Based on surveys of ag lenders, the report said farmland values, which rose an average 15%, showed signs of softening at the close of 2022.
“While improvement in farm income and credit conditions has softened slightly in recent months, farm finances remained strong, especially following strong agricultural economic conditions the past two years,” said the regional Fed in an Ag Finance Update. The report also pointed to “broad strength in the farm economy throughout 2022.”
Net farm income, a measurement of profitability, was record high in 2021 and 2022, according to the USDA. It forecasts net farm income this year will be the third-highest ever, although a step down from 2022. In Ukraine, ordinarily a major exporter of wheat, corn and sunflower oil, war has injected a larger than usual degree of uncertainty into agricultural markets.
Agricultural banks said interest rates on farm loans were 3 percentage points higher in the final month of 2022 than they were in late 2021. “Rates rose to the highest level since 2008 and pushed up financing costs considerably,” said the report.
“While the value of most types of farmland continued to rise, the increase was the slowest since early 2021,” according to the report.
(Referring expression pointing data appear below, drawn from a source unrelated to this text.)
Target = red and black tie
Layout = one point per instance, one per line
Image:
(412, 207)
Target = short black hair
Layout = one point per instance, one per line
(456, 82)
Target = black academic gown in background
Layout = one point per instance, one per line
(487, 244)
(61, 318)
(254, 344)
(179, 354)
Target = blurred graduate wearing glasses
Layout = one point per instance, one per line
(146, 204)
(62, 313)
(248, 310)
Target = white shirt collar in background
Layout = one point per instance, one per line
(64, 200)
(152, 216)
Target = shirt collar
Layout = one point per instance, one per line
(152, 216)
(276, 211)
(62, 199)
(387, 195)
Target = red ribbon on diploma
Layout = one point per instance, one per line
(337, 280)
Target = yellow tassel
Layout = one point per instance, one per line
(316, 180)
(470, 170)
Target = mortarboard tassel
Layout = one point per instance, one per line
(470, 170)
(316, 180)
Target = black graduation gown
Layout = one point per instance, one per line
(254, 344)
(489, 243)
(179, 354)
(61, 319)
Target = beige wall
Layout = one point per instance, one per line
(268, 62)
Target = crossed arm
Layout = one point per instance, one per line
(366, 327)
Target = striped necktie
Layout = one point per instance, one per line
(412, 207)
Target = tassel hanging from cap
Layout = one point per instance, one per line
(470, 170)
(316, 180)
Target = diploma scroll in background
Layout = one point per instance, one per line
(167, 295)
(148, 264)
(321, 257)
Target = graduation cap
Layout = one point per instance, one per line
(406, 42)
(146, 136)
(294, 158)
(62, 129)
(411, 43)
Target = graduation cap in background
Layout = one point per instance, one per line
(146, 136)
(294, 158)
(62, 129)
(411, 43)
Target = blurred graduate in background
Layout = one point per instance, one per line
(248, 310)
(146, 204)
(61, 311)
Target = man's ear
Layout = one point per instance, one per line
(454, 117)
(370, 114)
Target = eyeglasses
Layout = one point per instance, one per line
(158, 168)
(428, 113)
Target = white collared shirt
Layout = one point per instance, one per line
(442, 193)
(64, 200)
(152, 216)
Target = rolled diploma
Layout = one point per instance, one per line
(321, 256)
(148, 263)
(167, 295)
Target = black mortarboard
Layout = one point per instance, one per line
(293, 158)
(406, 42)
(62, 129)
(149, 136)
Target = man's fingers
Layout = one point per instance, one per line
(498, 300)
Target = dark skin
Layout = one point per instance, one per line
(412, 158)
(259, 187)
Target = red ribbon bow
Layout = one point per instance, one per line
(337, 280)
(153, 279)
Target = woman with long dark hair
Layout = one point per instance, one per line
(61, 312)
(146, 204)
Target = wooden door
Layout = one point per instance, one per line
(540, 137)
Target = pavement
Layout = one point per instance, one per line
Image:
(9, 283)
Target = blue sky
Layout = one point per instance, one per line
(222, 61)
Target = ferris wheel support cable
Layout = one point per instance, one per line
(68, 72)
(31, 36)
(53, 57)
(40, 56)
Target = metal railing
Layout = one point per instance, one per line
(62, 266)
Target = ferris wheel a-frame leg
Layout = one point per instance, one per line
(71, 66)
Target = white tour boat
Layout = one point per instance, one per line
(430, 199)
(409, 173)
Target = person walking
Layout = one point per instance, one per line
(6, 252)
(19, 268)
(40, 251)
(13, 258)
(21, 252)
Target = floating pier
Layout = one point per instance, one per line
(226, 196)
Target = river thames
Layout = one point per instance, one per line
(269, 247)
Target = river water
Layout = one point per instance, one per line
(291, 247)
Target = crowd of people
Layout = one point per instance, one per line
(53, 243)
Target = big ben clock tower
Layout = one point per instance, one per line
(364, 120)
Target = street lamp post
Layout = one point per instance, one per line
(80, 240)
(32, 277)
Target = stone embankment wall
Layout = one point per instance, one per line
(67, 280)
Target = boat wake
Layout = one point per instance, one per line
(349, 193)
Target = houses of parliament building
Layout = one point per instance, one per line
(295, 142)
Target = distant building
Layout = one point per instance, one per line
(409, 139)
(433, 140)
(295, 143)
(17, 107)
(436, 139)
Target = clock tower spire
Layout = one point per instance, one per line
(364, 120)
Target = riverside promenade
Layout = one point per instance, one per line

Growth slowed alongside the higher interest rates. Non-irrigated cropland increased in value by 15% in the Chicago, Dallas, Kansas City and Minneapolis federal reserve districts during 2022, down a notch from the 20% pace in early 2022. “In some areas, the growth in farmland values has softened most for lower-priced land and in states most heavily affected by drought,” said the report.
The Plains states showed the largest increases in value for non-irrigated cropland in the fourth quarter of 2022, compared to a year earlier. North Dakota cropland was up 20%, South Dakota up 18%, Kansas up 17% and Texas and Minnesota up 16%.
“Benchmark interest rates surpassed returns to farmland owners in recent months, which could pt some downward pressure on growth in farmland values going forward,” said the report.
Land accounts for 80% of farm assets.